Elles vont rouvrir et tout le monde s’en réjouit. Même lui. Depuis qu’il a appris le 16 avril dernier que les terrasses de Strasbourg seront autorisées à s’élargir, Gabriel Reeb, malvoyant, se voit bien y siroter un cocktail. Oui mais, il milite aussi pour que leur aménagement ne se fasse pas au détriment des personnes déficientes visuelles.
"Le doublement des terrasses, c’est parfait. Mais nous, on demande un aménagement de l’espace public pour qu’on puisse circuler plus facilement", s’exclame-t-il. En vue du déconfinement et de la réouverture prochaine des bars et restaurants, la municipalité a mis en place une commission spéciale, inédite, chargée d’étudier les demandes d’agrandissement provisoire. Composée d’élus, de riverains, mais aussi de représentants de personnes en situation de handicap, elle pourra attribuer jusqu’au double de la surface habituelle.
"Contourner une terrasse de 10 mètres de long, c’est pas possible pour nous. Ce qu’on craint c’est d’être encore plus dépendants du bon vouloir des passants dans la rue, qui heureusement nous aident souvent", avance encore Gabriel Reeb. "Déjà en temps normal, si on est obligés de descendre sur la chaussée, on se retrouve au milieu de la rue et on a plus de repères pour circuler. A ce moment-là, on va s’encastrer dans les arceaux à vélo, se prendre une autre terrasse qui déborde. C’est galère".
? Terrasses élargies à #Strasbourg : oui, mais pas au détriment des piétons #aveugles et #malvoyants !
— Fédération des Aveugles Alsace Lorraine Grand Est (@aveuglesGE) April 23, 2021
? @aveuglesGE diffuse aujourd’hui un communiqué afin d’alerter sur le problème et ouvrir le dialogue pour une ville plus inclusive : https://t.co/lkR1bWmEtz pic.twitter.com/NoNCniOo2g
La loi est effectivement claire sur le sujet : la largeur minimale du cheminement piéton est de 1,40 mètre libre de mobilier ou de tout autre obstacle éventuel le long du bâti. Pourtant, parcourir la ville, ses petites rues par endroit étroites, resterait un parcours du combattant quotidien.

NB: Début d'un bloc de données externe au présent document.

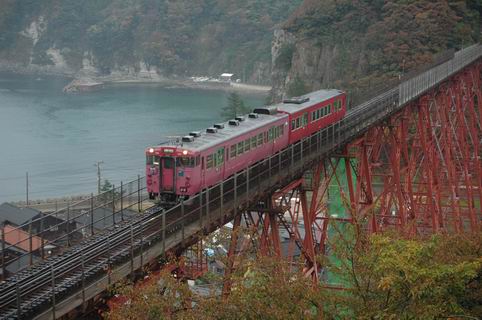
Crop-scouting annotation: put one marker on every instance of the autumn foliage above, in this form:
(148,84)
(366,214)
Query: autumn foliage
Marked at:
(377,277)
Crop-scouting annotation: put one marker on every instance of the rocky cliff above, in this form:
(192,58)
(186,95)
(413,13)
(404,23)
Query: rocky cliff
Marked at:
(143,39)
(362,45)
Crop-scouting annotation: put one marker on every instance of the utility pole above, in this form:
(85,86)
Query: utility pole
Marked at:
(26,185)
(98,163)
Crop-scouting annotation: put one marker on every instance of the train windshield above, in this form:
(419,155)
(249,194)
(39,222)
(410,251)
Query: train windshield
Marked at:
(185,162)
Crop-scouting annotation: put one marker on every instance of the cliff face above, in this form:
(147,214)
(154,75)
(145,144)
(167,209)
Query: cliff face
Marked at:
(148,39)
(362,45)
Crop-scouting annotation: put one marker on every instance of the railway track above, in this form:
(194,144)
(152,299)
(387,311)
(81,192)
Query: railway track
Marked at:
(24,294)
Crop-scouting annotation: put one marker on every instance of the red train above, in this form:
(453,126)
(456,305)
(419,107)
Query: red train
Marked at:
(201,159)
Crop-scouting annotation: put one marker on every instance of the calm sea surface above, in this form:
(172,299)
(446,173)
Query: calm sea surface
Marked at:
(58,138)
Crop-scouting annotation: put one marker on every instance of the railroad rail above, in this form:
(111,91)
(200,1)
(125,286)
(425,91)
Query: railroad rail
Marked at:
(61,283)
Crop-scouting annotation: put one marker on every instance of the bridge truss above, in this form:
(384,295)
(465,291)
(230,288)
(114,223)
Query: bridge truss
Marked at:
(418,171)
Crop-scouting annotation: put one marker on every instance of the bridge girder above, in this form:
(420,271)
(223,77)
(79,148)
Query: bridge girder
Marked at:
(419,172)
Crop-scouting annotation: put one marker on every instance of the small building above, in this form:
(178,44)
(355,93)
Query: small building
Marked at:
(13,215)
(226,77)
(31,220)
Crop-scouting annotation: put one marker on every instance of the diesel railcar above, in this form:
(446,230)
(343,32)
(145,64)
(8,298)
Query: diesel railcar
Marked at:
(182,168)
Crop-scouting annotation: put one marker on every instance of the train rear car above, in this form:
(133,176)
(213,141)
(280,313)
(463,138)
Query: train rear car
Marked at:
(313,112)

"Généralement les terrasses sont adossées aux murs des bars-restaurants. Au lieu qu’elles soient collées aux façades, on demande à ce qu’elles soient déplacées au bord des trottoirs et qu’il y ait un cheminement de libre d’un mètre quarante, au moins, pour que les gens puissent circuler. C’est inscrit dans l’arrêté de voierie de 2007. Mais ce n’est jamais appliqué. Ni à Strasbourg, ni ailleurs".
Le malvoyant en veut pour exemple, la rue du Jeu des enfants, en plein cœur de l’hypercentre. "On y a implanté des terrasses en bois sur les trottoirs. On n’a pourtant pas le droit de les obstruer".

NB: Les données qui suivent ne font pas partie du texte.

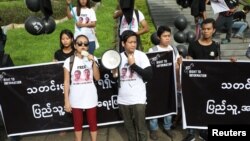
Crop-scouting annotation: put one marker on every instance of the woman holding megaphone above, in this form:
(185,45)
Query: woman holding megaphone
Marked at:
(132,91)
(85,20)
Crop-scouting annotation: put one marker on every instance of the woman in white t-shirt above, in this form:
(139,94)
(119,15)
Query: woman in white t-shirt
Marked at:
(81,94)
(132,91)
(85,21)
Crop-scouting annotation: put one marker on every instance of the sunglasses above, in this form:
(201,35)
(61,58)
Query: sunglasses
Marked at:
(81,44)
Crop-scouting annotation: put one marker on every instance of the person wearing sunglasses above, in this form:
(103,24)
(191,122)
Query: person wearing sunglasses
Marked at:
(79,97)
(85,20)
(132,92)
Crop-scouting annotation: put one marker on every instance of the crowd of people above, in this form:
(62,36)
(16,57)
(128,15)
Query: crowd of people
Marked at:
(81,70)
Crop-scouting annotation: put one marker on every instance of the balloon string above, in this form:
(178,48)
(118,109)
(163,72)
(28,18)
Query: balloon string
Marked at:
(74,15)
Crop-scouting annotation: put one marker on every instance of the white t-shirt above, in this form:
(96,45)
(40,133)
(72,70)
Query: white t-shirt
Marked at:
(168,48)
(83,92)
(132,88)
(134,24)
(86,15)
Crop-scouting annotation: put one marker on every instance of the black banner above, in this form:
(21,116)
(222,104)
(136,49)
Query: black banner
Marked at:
(32,96)
(215,92)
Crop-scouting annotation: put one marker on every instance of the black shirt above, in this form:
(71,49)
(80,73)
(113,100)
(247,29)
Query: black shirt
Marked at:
(198,51)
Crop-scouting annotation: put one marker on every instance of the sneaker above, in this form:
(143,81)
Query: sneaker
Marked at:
(189,137)
(169,133)
(225,41)
(153,135)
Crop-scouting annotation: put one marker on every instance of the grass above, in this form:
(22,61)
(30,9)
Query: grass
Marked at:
(25,48)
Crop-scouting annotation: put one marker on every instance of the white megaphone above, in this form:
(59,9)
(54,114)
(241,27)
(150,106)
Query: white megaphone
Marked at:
(111,59)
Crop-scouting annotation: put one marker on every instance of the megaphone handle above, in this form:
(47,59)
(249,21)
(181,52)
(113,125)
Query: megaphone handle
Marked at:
(118,80)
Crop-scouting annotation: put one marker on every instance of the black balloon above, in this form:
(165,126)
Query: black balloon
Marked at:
(46,8)
(180,22)
(33,5)
(154,38)
(180,37)
(182,49)
(34,25)
(190,36)
(50,24)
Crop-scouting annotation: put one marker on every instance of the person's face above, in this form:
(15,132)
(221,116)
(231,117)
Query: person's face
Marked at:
(165,38)
(87,73)
(77,75)
(207,30)
(130,44)
(81,44)
(124,71)
(66,40)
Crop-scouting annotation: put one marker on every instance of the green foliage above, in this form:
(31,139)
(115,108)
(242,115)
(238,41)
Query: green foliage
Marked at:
(26,49)
(20,12)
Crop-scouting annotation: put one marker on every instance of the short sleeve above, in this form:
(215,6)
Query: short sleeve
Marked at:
(66,64)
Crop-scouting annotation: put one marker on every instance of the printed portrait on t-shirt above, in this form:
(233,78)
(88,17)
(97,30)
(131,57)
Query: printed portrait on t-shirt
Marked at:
(131,73)
(87,75)
(77,76)
(123,73)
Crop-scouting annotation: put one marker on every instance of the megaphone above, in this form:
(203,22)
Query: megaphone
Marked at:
(111,59)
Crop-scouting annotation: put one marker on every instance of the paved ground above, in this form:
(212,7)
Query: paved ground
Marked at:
(163,12)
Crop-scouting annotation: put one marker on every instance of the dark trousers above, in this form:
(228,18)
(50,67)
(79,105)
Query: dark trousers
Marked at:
(134,121)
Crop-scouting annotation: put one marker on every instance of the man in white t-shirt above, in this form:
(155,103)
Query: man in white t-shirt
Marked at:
(138,24)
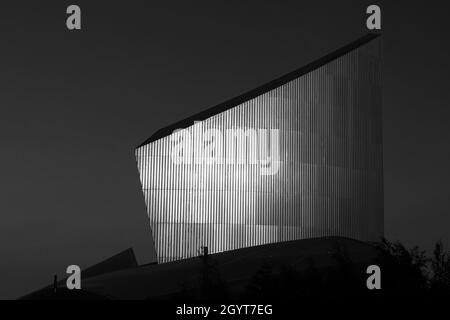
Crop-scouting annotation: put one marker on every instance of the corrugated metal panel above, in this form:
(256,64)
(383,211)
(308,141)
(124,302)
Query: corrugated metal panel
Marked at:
(330,177)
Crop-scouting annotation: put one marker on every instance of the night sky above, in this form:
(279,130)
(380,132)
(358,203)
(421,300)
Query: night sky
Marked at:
(74,104)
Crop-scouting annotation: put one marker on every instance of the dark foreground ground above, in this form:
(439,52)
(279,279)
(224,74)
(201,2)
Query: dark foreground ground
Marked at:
(307,272)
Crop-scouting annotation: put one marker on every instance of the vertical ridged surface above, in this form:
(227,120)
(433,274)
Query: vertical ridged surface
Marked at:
(330,177)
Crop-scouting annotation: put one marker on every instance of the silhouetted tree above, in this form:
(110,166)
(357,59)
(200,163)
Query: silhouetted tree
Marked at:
(440,267)
(404,271)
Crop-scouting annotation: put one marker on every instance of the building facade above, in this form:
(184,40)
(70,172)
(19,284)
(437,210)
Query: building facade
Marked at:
(299,157)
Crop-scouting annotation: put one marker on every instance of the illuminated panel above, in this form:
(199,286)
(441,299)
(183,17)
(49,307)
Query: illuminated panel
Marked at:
(328,179)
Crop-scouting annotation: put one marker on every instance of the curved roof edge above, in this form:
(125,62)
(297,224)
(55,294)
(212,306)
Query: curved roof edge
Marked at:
(163,132)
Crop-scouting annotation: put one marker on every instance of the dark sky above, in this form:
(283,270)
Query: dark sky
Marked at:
(75,104)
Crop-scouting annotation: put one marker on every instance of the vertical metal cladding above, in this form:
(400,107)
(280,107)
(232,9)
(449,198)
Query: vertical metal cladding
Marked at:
(330,176)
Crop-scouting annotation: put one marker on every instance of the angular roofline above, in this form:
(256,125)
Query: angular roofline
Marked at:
(163,132)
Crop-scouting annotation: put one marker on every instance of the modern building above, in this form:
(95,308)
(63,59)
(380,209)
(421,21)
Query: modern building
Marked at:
(299,157)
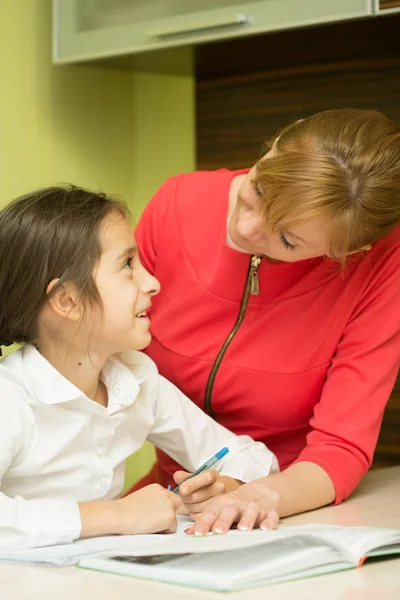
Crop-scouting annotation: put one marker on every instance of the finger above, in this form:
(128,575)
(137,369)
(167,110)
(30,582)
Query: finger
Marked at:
(172,526)
(206,519)
(217,517)
(249,517)
(204,494)
(271,521)
(175,499)
(199,481)
(179,476)
(227,516)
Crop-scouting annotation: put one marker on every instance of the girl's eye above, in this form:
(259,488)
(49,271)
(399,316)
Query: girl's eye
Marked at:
(256,189)
(287,244)
(128,264)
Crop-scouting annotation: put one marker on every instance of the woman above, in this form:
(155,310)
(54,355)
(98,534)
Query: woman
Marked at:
(280,312)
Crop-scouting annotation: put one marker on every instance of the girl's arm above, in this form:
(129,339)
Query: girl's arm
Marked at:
(27,522)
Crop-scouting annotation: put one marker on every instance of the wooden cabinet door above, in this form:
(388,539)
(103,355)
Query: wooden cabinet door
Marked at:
(384,6)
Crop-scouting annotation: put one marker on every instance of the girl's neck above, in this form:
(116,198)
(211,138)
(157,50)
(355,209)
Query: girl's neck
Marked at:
(79,367)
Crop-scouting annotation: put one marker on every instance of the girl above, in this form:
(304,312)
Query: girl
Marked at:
(72,409)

Un arrêté pour chaque terrasse
A Strasbourg, l’agrandissement des espaces extérieurs ne concernera que 40% des bars-restaurant, situés dans l’hypercentre ou sur de larges trottoirs. La Ville souhaite aussi tester la piétonisation de certaines zones en soirée ou le week-end. Pour espérer mettre tout le monde d’accord, la municipalité plaide la concertation.

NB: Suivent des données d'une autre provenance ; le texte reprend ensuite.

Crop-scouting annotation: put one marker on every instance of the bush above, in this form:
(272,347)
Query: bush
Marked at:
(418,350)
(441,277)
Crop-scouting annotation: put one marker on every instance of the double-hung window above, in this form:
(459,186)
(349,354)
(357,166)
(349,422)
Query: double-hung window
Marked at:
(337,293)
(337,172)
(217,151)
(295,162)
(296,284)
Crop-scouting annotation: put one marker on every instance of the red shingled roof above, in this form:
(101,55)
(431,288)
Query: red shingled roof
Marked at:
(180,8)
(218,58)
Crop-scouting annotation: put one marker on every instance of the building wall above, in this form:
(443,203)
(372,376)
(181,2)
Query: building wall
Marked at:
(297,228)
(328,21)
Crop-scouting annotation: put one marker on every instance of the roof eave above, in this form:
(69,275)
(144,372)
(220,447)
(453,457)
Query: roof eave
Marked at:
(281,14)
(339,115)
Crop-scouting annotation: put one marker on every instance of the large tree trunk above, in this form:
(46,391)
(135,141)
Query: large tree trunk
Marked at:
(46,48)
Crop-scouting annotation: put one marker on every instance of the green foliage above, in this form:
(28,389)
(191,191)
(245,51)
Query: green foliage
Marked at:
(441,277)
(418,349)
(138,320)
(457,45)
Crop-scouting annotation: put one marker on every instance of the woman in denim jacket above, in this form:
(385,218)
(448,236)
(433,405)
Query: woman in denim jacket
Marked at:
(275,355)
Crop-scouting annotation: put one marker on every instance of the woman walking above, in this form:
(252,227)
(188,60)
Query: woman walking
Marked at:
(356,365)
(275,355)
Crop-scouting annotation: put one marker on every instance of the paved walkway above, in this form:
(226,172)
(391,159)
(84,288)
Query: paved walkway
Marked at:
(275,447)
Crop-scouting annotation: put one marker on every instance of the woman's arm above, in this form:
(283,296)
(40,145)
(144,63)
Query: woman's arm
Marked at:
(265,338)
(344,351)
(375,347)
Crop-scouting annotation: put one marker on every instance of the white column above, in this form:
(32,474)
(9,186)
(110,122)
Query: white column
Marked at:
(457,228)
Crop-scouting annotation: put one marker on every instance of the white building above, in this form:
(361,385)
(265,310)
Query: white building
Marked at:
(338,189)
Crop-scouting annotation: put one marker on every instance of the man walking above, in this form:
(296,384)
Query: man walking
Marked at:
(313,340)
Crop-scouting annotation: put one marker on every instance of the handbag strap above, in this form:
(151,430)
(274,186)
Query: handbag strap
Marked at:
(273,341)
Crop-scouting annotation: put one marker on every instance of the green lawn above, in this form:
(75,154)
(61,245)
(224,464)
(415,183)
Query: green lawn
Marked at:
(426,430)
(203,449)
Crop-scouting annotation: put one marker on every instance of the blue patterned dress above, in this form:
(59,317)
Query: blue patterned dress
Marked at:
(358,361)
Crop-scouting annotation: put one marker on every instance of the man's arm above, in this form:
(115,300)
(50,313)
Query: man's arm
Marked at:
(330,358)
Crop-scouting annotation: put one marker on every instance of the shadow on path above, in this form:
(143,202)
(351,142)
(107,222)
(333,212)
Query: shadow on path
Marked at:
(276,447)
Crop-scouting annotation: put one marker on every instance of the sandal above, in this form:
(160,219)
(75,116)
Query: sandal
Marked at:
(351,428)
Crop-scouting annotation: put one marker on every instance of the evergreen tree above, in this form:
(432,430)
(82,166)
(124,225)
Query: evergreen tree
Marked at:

"Les inquiétudes de ces personnes, nous les comprenons et nous les partageons car nous souhaitons que la ville soit inclusive. L’ensemble des handicaps seront pris en compte à travers les autorisations qui seront données", assure Pierre Ozenne, adjoint à la maire de Strasbourg. Un arrêté sera pris pour chacunes des terrasses ce qui permettra "d’assurer un contrôle", avance-t-il encore.
De quoi, peut-être, rassurer les quelques 250 membres bas-rhinois de la fédération des aveugles d’Alsace Lorraine Grand Est, présidée par Gabriel Reeb. Cette dernière a obtenu d’être, à minima, associée aux réflexions de la "commission terrasse".